Zena Al Maskari

The Bell Jar – A Lesson of Empathy

The silence depressed me. It wasn’t the silence of silence. It was my own silence.

 

To cut a long story short, The Bell Jar is the tragic tale of the deterioration of one Esther Greenwood’s mental well-being, and her steep uphill battle to overcome it. I won’t ruin the ending but what I will say is this: The Bell Jar is a very raw, very human story, that is not necessarily exclusive to one person’s encounter with the darker corners of the human psyche.

It’s a story that we can all feel a part of. And more importantly, it teaches us the power of empathy.

I’d always heard that The Bell Jar would change the way you see things. And it did, for me. I realised that mental health issues are not exclusive to select individuals who should be labelled and defined by their emotions. Anyone can fall into a battle for mental stability.

Everyone gets sad sometimes, feels down; we all have come face to face with the blank emptiness of depression at some point in our lives. Some just feel it more intensely, and more frequently, than others.

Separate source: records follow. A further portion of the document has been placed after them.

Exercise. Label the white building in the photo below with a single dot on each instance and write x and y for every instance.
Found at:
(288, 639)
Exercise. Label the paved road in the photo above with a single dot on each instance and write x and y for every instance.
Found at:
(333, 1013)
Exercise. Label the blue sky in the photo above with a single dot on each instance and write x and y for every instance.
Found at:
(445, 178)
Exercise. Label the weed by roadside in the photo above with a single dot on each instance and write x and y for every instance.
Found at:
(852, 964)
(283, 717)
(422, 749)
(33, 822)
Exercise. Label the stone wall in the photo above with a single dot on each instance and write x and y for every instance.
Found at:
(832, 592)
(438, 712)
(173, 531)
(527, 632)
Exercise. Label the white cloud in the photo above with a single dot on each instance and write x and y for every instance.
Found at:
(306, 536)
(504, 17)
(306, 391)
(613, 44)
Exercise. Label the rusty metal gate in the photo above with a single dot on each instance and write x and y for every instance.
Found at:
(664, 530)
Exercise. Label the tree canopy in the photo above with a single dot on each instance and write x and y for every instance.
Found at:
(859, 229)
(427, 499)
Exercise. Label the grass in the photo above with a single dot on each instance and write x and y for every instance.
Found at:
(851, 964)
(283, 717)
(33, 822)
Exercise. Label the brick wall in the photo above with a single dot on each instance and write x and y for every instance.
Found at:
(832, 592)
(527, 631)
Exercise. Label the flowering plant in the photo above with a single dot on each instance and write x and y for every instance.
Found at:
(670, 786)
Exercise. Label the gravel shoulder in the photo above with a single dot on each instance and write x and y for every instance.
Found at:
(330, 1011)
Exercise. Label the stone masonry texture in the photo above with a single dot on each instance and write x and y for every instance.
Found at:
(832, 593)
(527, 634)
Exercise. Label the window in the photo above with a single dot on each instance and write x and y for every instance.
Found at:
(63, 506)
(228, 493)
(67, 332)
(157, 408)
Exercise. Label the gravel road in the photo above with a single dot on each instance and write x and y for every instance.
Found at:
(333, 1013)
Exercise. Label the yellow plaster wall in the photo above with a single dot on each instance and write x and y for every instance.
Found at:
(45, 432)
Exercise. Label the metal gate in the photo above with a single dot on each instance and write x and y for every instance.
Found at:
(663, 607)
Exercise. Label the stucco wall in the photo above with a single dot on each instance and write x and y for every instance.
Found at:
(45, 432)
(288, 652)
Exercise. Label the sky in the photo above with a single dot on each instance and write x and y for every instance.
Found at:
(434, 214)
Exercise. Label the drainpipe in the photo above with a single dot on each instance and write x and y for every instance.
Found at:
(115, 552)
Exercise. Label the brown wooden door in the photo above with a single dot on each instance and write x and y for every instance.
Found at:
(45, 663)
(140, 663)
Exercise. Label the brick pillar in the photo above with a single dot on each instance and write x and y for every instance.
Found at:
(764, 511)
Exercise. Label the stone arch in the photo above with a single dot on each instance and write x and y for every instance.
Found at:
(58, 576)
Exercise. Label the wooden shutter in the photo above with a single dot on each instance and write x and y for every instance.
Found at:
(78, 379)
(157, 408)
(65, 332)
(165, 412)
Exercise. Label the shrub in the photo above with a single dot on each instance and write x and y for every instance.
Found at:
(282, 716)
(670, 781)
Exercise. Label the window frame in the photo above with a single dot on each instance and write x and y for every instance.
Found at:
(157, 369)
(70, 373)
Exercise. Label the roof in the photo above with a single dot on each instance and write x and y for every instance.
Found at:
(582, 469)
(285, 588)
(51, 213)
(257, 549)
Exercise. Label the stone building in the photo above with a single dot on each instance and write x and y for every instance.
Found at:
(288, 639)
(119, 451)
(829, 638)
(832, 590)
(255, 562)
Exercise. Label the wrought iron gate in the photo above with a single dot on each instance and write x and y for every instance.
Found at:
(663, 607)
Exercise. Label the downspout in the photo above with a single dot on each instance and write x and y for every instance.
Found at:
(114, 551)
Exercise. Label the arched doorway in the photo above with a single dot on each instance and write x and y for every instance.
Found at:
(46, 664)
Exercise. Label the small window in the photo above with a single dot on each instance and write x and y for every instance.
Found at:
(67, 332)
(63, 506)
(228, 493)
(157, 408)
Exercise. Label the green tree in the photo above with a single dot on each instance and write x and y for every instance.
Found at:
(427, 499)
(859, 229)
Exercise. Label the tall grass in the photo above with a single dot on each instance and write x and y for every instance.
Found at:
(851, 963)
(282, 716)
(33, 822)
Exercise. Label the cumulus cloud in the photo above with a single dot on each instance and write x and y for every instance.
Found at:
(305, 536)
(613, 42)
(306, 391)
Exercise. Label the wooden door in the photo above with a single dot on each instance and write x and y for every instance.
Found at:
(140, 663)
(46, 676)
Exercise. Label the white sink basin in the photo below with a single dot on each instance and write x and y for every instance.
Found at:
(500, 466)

Yet for some reason this leads us to label such people with some kind of a “problem”: an issue with their mental health that instantly peripherises them to the outskirts of society, a rusty joint in the chain that we call community. My question is, where is the sense of community in judging, alienating, and excluding our fellow humans?

One of the problems Esther struggles with is she doesn’t feel anything – or rather, she feels dead and void. Ironically, this is what makes The Bell Jar so emotionally violent – Esther’s striking descriptions of feeling dead, empty and meaningless.

Plath utilises the image of Esther trapped under a bell jar to illustrate the sense of isolating depression arguably both she and the character feel. This metaphor works so well at conveying the intensity of depression that even we, the readers – passive bystanders to Esther’s experience – can identify with her feelings.

Although desperate to overcome this sense of meaninglessness, Esther feels extremely alienated and isolated in her misery. We feel the raw struggle she deals with as she desperately tries to break the spell of the bell jar and integrate back into society.

It’s not a matter of “getting over it” as those outside the jar often think. Overcoming a battle with mental instability should not be a burden left on one person’s shoulders: it is a problem best solved through unity, and more to the point, empathy.

As Esther’s struggle progresses, our emotional approximation to her intensifies. Through a resonating first-person narrative, Plath takes us down the bleak and tumultuous path of mental instability.

In so doing, the ideas expressed in The Bell Jar extend beyond the borders of the page and into our daily lives. Plath teaches us the importance of empathy with the intention of preventing others from suffering as much as Esther and herself, in her own life, do.

I read Plath’s words as a reminder that we are a community, with an emphasis on unity, and should reach out to one another. We should not refrain from expressing ourselves, and to withhold our thoughts and our emotions is inherently destructive.

“The silence depressed me. It wasn’t the silence of silence. It was my own silence.” Plath subtly reminds us the importance of not only listening, but speaking up, and how beneficial this can be for each and every one of us, especially during trials and hardships we encounter in life.

Perhaps that’s why she wrote The Bell Jar. To be heard, to speak out, and to emphasise the importance of relating to one another in our own life journeys. The human experience is unique to everyone, but not so unique that we should pursue it in isolation.